/ 21 August 2000

MBEKI IN TALKS WITH NUJOMA

NAMIBIAN President Sam Nujoma and his South African counterpart Thabo Mbeki held talks in Windhoek on Tuesday on detailed development and investment issues, including the Trans-Kalahari highway. “We discussed the nitty gritty of development and investment,” Namibian Trade Minister Hidipo Hamutenya told journalists after the talks. He said the meeting had been “businesslike, not politics as usual,” and had reviewed bilateral projects, including the Trans-Kalahari highway which links Namibia with South Africa’s Gauteng province and the development of the Kudu gas field off Namibia’s southern coast. The presidents met in the Namibian capital a day after the conclusion of the two-day Southern African Development (SADC) summit, at which a regional free-trade zone was approved.
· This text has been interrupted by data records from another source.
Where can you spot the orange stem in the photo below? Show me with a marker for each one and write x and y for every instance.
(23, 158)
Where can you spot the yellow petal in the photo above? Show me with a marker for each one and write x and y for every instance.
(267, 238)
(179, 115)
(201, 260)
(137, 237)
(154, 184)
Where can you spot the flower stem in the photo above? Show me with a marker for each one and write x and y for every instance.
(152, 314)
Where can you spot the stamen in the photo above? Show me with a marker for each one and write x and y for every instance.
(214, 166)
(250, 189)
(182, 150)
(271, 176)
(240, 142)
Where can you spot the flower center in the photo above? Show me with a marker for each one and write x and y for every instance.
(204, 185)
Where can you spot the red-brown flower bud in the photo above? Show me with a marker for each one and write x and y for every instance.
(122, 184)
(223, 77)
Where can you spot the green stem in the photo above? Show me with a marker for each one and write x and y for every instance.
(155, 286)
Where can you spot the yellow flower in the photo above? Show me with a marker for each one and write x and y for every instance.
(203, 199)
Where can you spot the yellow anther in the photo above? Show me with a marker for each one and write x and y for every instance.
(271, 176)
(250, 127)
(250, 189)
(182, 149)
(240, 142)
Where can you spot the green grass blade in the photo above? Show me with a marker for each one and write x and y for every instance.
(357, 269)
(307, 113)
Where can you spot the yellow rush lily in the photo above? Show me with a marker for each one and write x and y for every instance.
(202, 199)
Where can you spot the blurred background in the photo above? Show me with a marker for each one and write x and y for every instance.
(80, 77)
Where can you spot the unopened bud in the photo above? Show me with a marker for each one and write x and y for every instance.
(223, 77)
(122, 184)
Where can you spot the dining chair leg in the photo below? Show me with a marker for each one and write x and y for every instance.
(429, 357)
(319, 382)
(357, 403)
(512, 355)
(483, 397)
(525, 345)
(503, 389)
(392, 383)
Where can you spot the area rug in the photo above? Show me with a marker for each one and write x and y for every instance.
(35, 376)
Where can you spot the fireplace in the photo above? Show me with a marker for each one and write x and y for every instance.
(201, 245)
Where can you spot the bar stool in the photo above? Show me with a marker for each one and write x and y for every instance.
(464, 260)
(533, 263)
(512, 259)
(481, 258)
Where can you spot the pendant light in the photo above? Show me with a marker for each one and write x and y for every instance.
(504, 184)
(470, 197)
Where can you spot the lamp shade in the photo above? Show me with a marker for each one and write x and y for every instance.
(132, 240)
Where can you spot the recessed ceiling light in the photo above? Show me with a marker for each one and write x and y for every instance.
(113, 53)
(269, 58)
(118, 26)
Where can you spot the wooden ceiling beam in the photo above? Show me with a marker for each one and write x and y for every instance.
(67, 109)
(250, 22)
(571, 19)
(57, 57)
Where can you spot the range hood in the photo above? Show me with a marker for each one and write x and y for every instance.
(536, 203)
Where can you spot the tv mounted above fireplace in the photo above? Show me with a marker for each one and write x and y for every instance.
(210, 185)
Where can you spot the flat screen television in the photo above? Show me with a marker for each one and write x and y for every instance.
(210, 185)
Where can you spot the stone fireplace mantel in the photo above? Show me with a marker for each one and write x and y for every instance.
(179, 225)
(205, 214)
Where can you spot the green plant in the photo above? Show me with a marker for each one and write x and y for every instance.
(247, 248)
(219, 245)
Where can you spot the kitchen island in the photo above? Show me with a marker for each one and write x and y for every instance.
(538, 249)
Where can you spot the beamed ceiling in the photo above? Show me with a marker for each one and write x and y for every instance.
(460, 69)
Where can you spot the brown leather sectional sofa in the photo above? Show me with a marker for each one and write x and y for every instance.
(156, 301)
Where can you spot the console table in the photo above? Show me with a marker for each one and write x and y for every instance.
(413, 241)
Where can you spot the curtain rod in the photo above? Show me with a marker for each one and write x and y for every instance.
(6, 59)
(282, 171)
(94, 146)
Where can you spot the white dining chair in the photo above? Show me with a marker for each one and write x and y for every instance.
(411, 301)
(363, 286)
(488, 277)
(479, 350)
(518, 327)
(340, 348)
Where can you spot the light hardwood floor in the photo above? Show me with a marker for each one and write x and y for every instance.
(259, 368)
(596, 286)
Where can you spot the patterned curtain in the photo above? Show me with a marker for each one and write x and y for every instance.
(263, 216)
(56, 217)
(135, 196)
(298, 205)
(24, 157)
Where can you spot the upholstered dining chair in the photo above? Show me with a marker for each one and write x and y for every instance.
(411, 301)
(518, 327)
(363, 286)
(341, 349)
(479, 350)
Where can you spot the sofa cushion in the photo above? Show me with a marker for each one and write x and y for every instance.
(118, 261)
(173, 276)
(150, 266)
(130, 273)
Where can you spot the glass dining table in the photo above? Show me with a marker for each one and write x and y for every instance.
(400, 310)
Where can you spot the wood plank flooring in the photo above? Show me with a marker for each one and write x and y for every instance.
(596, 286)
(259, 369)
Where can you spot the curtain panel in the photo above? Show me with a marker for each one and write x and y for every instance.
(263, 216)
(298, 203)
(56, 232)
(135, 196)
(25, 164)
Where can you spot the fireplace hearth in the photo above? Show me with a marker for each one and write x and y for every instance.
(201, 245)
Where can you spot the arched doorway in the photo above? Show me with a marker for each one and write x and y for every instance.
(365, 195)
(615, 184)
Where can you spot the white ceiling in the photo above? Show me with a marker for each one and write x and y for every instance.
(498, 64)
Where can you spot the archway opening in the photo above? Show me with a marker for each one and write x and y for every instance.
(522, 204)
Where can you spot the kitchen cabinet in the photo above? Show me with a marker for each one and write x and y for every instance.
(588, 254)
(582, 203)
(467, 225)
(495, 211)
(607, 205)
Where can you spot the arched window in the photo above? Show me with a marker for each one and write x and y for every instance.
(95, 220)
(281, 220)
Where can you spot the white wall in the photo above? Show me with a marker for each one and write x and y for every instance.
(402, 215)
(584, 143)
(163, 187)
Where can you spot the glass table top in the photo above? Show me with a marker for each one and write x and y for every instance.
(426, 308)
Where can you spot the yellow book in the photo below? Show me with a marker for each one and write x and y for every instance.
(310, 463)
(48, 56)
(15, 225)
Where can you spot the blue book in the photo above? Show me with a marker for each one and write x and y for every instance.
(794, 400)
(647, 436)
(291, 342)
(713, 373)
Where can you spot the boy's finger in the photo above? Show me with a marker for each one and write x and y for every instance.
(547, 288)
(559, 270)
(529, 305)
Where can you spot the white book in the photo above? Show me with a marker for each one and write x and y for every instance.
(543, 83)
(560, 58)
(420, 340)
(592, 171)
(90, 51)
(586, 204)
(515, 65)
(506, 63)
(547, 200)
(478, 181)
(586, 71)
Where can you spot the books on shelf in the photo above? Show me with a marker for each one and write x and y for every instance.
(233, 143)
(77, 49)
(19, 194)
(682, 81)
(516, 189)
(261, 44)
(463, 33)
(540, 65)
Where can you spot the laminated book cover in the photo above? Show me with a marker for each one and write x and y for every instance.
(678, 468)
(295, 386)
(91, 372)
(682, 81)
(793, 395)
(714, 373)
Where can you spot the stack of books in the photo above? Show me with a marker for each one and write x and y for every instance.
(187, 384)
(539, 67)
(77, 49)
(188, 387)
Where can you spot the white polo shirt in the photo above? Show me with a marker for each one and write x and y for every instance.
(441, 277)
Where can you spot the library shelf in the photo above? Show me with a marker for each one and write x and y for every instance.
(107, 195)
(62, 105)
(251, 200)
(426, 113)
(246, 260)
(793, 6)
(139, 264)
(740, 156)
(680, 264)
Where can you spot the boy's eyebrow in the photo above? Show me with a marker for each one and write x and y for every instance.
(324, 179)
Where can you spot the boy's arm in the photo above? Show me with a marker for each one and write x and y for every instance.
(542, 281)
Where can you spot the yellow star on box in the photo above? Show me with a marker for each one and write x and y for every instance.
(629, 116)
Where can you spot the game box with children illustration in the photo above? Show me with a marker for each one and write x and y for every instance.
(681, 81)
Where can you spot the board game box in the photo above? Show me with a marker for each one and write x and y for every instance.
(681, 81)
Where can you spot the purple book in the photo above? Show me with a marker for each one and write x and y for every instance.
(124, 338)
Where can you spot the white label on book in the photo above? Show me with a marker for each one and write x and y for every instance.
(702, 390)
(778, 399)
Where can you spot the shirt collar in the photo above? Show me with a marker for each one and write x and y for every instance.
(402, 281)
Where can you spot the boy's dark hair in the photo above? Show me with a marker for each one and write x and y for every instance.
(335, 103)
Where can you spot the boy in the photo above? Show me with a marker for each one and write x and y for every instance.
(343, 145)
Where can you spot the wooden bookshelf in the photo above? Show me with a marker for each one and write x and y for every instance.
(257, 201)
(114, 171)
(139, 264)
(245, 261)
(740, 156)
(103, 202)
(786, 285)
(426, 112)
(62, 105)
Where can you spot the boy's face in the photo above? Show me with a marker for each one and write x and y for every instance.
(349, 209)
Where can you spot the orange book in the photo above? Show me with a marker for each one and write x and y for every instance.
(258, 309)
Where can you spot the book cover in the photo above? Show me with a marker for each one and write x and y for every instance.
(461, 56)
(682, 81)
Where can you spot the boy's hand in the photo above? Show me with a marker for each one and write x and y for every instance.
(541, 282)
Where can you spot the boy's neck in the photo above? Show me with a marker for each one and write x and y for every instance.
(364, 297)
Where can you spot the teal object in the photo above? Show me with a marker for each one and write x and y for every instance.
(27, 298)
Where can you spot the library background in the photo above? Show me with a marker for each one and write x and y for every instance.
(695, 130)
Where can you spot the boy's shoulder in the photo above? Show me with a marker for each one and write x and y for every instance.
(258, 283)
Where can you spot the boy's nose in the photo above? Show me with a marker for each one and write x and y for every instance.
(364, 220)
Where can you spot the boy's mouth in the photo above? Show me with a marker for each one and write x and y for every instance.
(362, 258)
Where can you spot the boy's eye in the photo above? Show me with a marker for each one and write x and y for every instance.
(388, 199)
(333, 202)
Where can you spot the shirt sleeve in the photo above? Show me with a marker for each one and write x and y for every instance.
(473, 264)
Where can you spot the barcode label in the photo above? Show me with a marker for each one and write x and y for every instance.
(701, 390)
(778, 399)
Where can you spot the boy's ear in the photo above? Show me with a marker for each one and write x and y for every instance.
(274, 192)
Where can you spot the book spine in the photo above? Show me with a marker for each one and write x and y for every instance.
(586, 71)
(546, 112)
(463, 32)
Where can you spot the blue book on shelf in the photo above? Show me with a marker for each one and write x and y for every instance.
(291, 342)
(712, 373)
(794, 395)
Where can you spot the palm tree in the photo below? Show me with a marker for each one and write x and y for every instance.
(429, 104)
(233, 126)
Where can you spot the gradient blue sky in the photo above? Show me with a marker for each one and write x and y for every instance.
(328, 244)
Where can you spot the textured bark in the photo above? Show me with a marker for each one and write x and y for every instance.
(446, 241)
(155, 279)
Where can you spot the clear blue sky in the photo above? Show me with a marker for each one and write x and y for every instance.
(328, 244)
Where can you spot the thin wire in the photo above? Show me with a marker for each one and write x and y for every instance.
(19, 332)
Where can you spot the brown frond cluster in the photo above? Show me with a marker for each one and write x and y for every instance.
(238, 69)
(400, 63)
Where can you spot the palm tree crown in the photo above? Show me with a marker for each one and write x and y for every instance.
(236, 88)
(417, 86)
South African Trade and Industry Minister Alec Erwin said the two leaders had also discussed how countries in the Southern African Customs Union (SACU) could help other SADC nations enter the zone. SACU groups South Africa, Namibia, Botswana, Lesotho and Swaziland. These countries were “better prepared” for the free-trade area than were some of the other SADC states, Erwin said. “We discussed whether we as a customs union could provide technical assistance to our neighbours” so that they could join the trade area which is due to be launched on September 1, he said.